Submarine groundwater discharge constitutes a major component in groundwater budget. The amount of water discharged from the lower aquifer Q2 is approximately twice as large as in the case of the upper aquifer Q1. This can be explained by significant lateral inflow received by Q2 aquifer from the western boundary. In our model, the total groundwater discharge to the sea from Q1 and Q2 is 1286 m3/h, which corresponds to 92 m3/h per kilometer of the coastline. The flow rate varies from 58 m3/h/km in the upland areas to 152 m3/h/km in the river valleys. These values are in a good agreement with the results of previous studies related to groundwater outflow to the Puck Bay [35,36,37,67]. Ref. [35] reported the SGD rate in the same area ranging from 21 to 165 m3/h/km, with an average of 98 m3/h/km, while [37] estimated the SGD rate in the Reda river valley as 165 m3/h/km.

3.2. Transient Simulations of Flow and Nitrogen Transport

A summary of the main results obtained from transient flow simulations is presented in Table 4. We report the values of groundwater discharge and the corresponding load of N-NO3 leached from soil to groundwater, as well as the rate of groundwater discharge to Puck Bay and the associated loads of N-NO3, separately from Q1 and Q2 aquifers. All values represent averages for the whole simulation period (120 months).
Comparison of the average values of recharge and SGD for different scenarios indicates that the effect of changing the crop type within the current agricultural area (S2–S7) can be more pronounced than large-scale changes in land use (S8–S10). SWAT simulations predicted the minimum recharge for winter wheat (S2: 62 mm/y) and the maximum for peas (S7: 92 mm/y), which corresponds to a relative difference of about 50%. In contrast, the difference between land use types is smaller, with the maximum value of 85 mm/y corresponding to grassland (S9) and the minimum value of 71 mm/y to the forest (S10). The average SGD flow rates for various scenarios show a similar variability pattern as the values of recharge. The relative difference between maximum value (S7) and minimum value (S2) is almost 14% in the Q1 aquifer and 11% in the Q2 aquifer.
The yearly nitrate loads obtained from SWAT for various crops (Table 3) are more varied than recharge values, ranging from 7.4 kg/ha/y for winter wheat to 30.5 kg/ha/y for canola. While in the case of winter wheat, the minimum load corresponds to minimum recharge, the opposite is not true for canola. Therefore, there is no simple relationship between the amount of recharge and nitrate load to groundwater, because the latter one strongly depends on crop type and agricultural practices. Overall, the amount of N leached to groundwater according to SWAT simulations is similar to the values reported in the literature for Poland [68] (5–15 kgN/ha/y for grasslands, 5–10 for forests, 20–45 for crops).

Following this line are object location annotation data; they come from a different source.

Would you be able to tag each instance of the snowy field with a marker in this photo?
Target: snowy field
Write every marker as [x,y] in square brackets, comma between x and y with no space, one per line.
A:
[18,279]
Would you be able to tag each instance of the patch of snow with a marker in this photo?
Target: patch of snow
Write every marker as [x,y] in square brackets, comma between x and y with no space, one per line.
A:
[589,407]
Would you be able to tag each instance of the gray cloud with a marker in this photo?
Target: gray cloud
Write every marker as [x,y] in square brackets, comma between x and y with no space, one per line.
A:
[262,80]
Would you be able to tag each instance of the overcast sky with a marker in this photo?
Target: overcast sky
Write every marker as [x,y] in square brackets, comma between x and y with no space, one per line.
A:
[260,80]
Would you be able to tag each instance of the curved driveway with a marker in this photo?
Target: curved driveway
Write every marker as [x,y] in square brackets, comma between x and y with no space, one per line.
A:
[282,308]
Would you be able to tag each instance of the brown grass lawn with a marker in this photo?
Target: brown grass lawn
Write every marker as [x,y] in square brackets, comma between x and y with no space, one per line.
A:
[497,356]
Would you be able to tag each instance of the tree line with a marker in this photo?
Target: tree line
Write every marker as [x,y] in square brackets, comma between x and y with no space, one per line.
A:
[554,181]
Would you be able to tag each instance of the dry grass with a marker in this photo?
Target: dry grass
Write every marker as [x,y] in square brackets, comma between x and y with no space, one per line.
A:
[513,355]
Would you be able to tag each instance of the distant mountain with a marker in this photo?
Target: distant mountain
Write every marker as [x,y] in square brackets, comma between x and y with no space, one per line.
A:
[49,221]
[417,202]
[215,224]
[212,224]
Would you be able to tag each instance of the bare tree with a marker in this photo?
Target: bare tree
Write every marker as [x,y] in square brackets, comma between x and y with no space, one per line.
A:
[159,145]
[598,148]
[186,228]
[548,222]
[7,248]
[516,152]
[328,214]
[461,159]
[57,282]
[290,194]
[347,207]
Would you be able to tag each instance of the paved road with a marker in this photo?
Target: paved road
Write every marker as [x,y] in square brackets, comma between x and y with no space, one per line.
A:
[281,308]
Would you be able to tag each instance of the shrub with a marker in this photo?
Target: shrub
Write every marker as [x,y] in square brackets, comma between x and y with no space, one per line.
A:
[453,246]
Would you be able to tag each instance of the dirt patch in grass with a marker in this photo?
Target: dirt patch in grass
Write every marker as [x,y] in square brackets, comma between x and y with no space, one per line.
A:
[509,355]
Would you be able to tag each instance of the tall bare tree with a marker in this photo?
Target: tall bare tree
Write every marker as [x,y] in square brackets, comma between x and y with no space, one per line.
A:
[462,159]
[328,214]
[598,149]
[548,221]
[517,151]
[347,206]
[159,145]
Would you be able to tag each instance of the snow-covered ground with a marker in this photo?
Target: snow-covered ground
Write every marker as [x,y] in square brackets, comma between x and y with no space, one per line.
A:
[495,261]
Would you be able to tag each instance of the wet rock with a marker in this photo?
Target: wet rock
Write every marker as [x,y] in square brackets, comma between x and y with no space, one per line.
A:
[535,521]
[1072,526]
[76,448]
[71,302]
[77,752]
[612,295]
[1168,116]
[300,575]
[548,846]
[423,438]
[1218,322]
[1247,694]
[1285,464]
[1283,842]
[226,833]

Considering nitrate loads entering Puck Bay from SGD, one can see that the relative magnitude of the load for various scenarios corresponds to the relative magnitude of nitrate leaching from soil. Variation in the N-NO3 load carried by SGD between scenarios is much larger that the variation in the SGD flow rate. The major part of the load (about 90%) is discharged from the upper aquifer Q1, despite the fact that its flow rate is about two times smaller than in Q2. This can be easily explained, as Q1 is closer to the ground surface and directly receives NO3 leached from soil.

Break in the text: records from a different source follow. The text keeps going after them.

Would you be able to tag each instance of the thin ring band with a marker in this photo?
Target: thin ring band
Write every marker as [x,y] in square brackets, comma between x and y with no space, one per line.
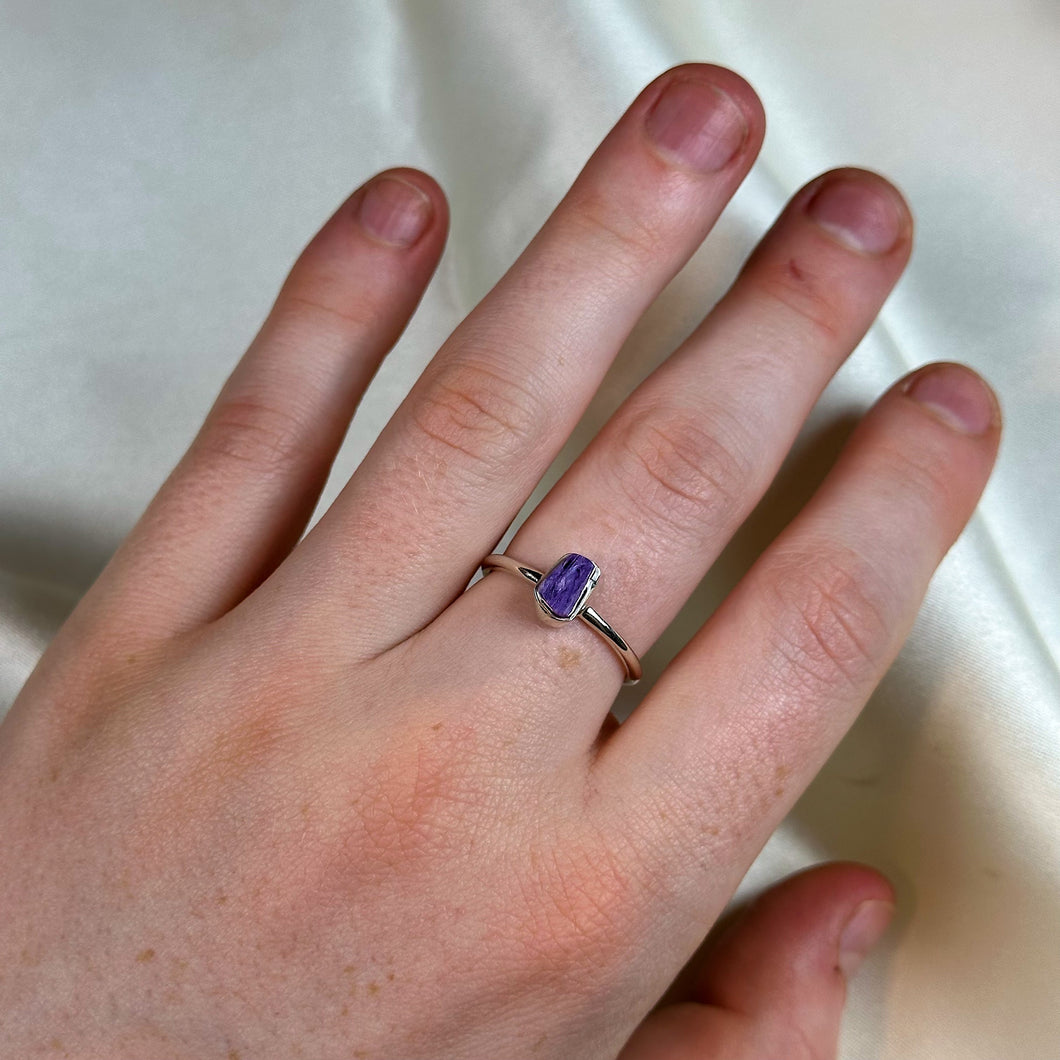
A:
[592,618]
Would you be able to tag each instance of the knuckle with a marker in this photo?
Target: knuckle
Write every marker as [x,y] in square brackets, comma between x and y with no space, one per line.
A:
[679,471]
[255,433]
[794,286]
[829,621]
[478,416]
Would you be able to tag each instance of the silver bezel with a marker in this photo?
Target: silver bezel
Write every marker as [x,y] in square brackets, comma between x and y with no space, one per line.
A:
[583,600]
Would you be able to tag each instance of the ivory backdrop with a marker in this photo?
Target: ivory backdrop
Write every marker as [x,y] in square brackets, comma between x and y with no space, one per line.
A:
[162,164]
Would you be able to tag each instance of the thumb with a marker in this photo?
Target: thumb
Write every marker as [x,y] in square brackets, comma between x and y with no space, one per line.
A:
[774,982]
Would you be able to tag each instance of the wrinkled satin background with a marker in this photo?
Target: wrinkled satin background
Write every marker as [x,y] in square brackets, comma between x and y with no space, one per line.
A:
[162,163]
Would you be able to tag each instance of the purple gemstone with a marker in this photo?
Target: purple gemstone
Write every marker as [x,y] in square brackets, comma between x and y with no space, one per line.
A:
[562,587]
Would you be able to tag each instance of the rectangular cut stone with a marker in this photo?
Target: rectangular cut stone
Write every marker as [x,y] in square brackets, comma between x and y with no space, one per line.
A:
[562,587]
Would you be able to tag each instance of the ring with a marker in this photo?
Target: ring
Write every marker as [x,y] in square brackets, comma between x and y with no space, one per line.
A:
[562,596]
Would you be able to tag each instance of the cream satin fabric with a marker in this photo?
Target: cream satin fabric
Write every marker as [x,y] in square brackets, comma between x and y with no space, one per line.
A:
[162,164]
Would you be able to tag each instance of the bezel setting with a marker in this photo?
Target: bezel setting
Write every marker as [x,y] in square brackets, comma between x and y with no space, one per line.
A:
[581,601]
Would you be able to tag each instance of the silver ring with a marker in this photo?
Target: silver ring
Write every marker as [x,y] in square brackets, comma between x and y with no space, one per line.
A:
[562,596]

The results of transient simulations show significant time variation of the components of the groundwater budget and the associated nitrate loads. In Figure 4, Figure 5, and Figure 6, we show average monthly water and nitrogen fluxes in recharge and SGD, for scenarios S1 (baseline), S2 (winter wheat: Low recharge and nitrate load), and S3 (silage corn: High recharge and nitrate load). In most cases, a consistent pattern of seasonal changes can be distinguished, with maximum values in late winter/early spring and minimum values in early autumn. Such a variability is typical for Polish climatic conditions—the maximum corresponds to the period of thawing snow and the minimum to the late vegetation season. An exception can be observed in the very dry years of 2005 and 2006, for which there is no early spring maximum in 2006 in S1 and S2, due to higher water demands of plants in these scenarios.

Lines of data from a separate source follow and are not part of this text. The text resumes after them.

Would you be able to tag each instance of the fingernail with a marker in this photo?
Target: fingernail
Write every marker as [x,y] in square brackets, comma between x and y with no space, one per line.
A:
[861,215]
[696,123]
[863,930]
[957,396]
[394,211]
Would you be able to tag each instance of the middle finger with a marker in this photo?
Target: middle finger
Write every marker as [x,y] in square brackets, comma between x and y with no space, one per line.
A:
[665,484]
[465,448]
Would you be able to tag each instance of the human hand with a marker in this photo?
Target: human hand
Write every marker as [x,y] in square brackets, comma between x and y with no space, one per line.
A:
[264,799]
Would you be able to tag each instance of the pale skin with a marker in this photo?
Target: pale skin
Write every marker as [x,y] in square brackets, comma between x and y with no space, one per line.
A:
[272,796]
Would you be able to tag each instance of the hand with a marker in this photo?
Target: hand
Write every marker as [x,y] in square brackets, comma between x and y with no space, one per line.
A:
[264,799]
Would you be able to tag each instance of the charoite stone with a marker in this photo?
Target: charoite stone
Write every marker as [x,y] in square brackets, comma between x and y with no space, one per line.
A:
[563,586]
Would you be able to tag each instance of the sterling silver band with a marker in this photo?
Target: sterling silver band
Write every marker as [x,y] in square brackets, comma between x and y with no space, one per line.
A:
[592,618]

Seasonal changes in SGD (Figure 4, Figure 5 and Figure 6) correspond approximately to seasonal changes in groundwater recharge; however, the relative differences in monthly values are significantly smaller. This can be seen particularly in the discharge from Q2, which is less affected by variations in recharge and is driven to a larger extent by lateral inflow from the western boundary. The relative fluctuations of SGD from Q1 reach 120% of the lowest value, while in Q2, they do not exceed 31% of the lowest value.
Concentrations of N-NO3 in SGD flux obtained from numerical simulations were compared to the results of chemical analysis of groundwater samples (Table 4). In both cases, the values are similar considering that the SGD concentrations from numerical modeling represent the entire area of investigations, and field research was conducted at points distributed across the site.
As shown in scenarios S8–S10, nitrate loads leaching from soil and transported by SGD are much more sensitive to land use changes than recharge and SGD flow rates. Our simulations show that converting forests and meadows to agriculture (S8) results in nitrate loads increased by about 75% with respect to the baseline scenario. This is consistent with the increase in agricultural area from 51% to 91% of the watershed. The large nitrate load is due to growing corn and canola, as part of crop rotation, assumed in the scenario.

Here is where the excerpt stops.